Rick: That’s the highest niobium grade I’ve heard of.
Jamie: Niobec is IAMGOLD’s niobium mine, it’s very profitable at 0.6 percent. So, those are very high grades. The issue that we have is that there’s a one percent uranium credit to it, which usually wouldn’t sound like a problem, but it is.
Rick: Most junior uranium companies would kill for that grade.
Jamie: It’s pretty good and so are the associated tantalum grades. The pyrochlore is extremely rich, by itself in isolation it’s something like twenty percent niobium, which turns out to be around thirty percent Nb205. It’s super, super high-grade material.
But there’s a uranium mining debate going on in Greenland, and it’s off the table for us until a decision is made on whether to allow uranium exports. For us, it’s an asset that is completely unrecognized but has tremendous upside potential.
Rick: How does the current debate effect us?
Jamie: Our rare earth project has less than 10 parts per million uranium and about 500 parts per million thorium which is not very high, but however small these amounts may be they still have to be dealt with.

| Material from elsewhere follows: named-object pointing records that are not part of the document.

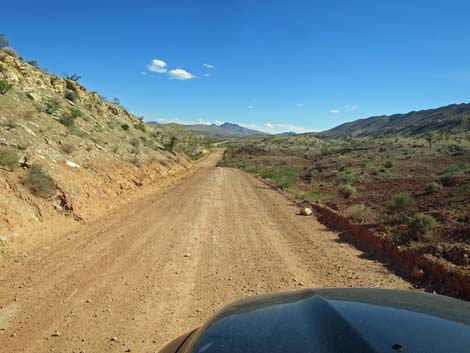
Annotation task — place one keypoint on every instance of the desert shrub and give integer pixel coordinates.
(452, 171)
(111, 124)
(433, 187)
(421, 227)
(136, 161)
(312, 195)
(399, 206)
(400, 203)
(52, 105)
(72, 77)
(8, 158)
(171, 144)
(5, 87)
(140, 126)
(346, 191)
(69, 118)
(359, 214)
(33, 63)
(11, 52)
(345, 177)
(135, 142)
(67, 147)
(39, 182)
(71, 95)
(3, 41)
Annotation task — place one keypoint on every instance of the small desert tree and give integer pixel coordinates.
(73, 77)
(3, 41)
(430, 138)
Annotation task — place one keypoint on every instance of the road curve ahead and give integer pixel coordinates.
(163, 265)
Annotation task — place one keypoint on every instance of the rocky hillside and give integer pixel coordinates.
(66, 153)
(454, 118)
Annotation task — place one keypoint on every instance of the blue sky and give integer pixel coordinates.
(274, 65)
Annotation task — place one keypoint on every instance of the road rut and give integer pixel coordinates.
(163, 265)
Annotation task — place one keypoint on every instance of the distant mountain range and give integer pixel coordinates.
(449, 119)
(225, 130)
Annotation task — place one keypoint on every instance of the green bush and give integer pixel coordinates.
(3, 41)
(8, 158)
(11, 52)
(347, 191)
(69, 118)
(421, 227)
(312, 195)
(52, 105)
(140, 126)
(5, 87)
(345, 177)
(39, 182)
(171, 144)
(359, 214)
(400, 203)
(433, 187)
(71, 95)
(67, 147)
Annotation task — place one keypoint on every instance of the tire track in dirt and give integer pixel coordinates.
(163, 265)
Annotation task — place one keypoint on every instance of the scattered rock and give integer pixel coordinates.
(72, 164)
(417, 273)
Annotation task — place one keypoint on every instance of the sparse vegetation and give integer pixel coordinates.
(433, 187)
(359, 214)
(171, 144)
(8, 158)
(140, 126)
(11, 52)
(52, 105)
(39, 182)
(346, 190)
(400, 204)
(72, 77)
(67, 147)
(421, 227)
(3, 41)
(69, 118)
(311, 195)
(5, 87)
(71, 95)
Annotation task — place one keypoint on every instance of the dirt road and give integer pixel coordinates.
(163, 265)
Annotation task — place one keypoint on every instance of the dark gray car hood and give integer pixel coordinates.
(337, 320)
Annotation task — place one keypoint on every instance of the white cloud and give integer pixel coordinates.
(351, 107)
(158, 66)
(180, 74)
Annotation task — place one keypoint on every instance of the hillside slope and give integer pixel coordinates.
(449, 119)
(69, 155)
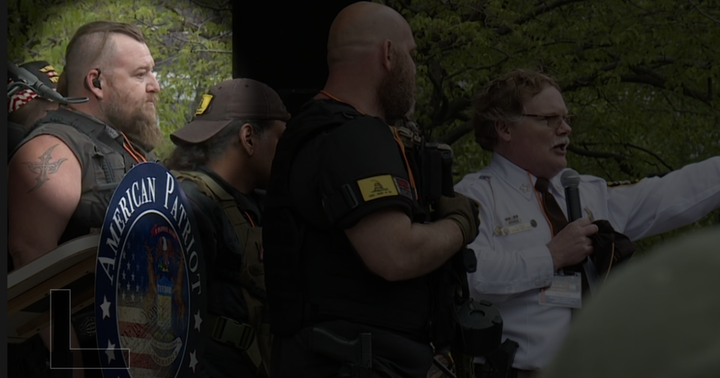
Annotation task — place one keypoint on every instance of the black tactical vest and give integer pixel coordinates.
(104, 162)
(301, 256)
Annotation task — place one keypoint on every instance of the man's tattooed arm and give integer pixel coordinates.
(43, 167)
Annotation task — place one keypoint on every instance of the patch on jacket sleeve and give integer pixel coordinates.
(377, 187)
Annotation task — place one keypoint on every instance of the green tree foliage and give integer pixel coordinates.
(191, 43)
(642, 76)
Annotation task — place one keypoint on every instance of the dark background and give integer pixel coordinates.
(284, 45)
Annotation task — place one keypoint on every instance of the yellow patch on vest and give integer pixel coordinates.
(377, 187)
(204, 103)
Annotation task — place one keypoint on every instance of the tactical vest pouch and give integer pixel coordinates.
(231, 332)
(254, 339)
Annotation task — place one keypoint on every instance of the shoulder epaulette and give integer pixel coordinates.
(623, 183)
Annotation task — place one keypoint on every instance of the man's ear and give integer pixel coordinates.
(93, 84)
(387, 55)
(502, 129)
(246, 141)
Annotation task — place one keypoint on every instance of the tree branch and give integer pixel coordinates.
(595, 154)
(455, 134)
(503, 30)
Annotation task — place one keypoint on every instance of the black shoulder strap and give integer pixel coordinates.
(316, 116)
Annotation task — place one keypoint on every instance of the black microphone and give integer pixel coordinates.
(570, 180)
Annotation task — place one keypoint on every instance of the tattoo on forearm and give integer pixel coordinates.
(44, 167)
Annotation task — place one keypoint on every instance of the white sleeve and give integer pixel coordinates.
(660, 204)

We’re working with experts in the field of managing radioactive products. We have to make the case that the thorium can be controlled in an environmentally safe manner and that it doesn’t pose a health and safety risk to the workforce.
Under the current regulations we have no rights to the thorium or the uranium.
Rick: Who would actually want a neodymium magnet mine?
Jamie: The European Union (EU) is a natural. In fact a delegation from the EU is coming to our project in June as part of a look at Greenland’s rare earth and mining potential. They’re desperate for security of supply.
Apart from the EU itself, German companies are forming an industrial alliance to secure rare earth production. They’re looking at security of supply outside of China. BASF, for example, uses a lot of cerium for petroleum cracking products, as well magnet materials, Siemens would need REE’s, in particular neodymium, as a wind turbine manufacturer. Potentially GE would need it, not only for their wind turbine businesses, but for many, many other consumer products applications that use generators, motors, speakers etc.
Rick: One of the big problems right now is that everyone’s buying in the spot market and there’s no real predictable price.
Jamie: Everybody needs a secure supply of neodymium outside of China, if the taps get turned off they’ll still have a business. If they’re not just buying spot from China, if they have their own supply, then they have more predictable pricing. Then their predictable pricing can go to the Japanese, who are their major buyer, and the Japanese can then make their hard drives and everything else. Their pricing can be more predictable as well.
We need this security of supply to be from outside of China to give some predictability to pricing, once you do that, the entire space will grow dramatically.
Rick: Any last comment?
Jamie: I’m not worried about too many companies entering this market. I’m worried about too few companies because we’ve seen talk of substitution. As long as we have reasonable prices because of security of supply, substitution won’t be a reality. Neodymium consumption is expected to grow by over 17% per annum and we haven’t even begun to see the myriad of fantastic applications that neodymium magnets will bring to our world.
Rick: Thank you Jamie, it’s been a pleasure.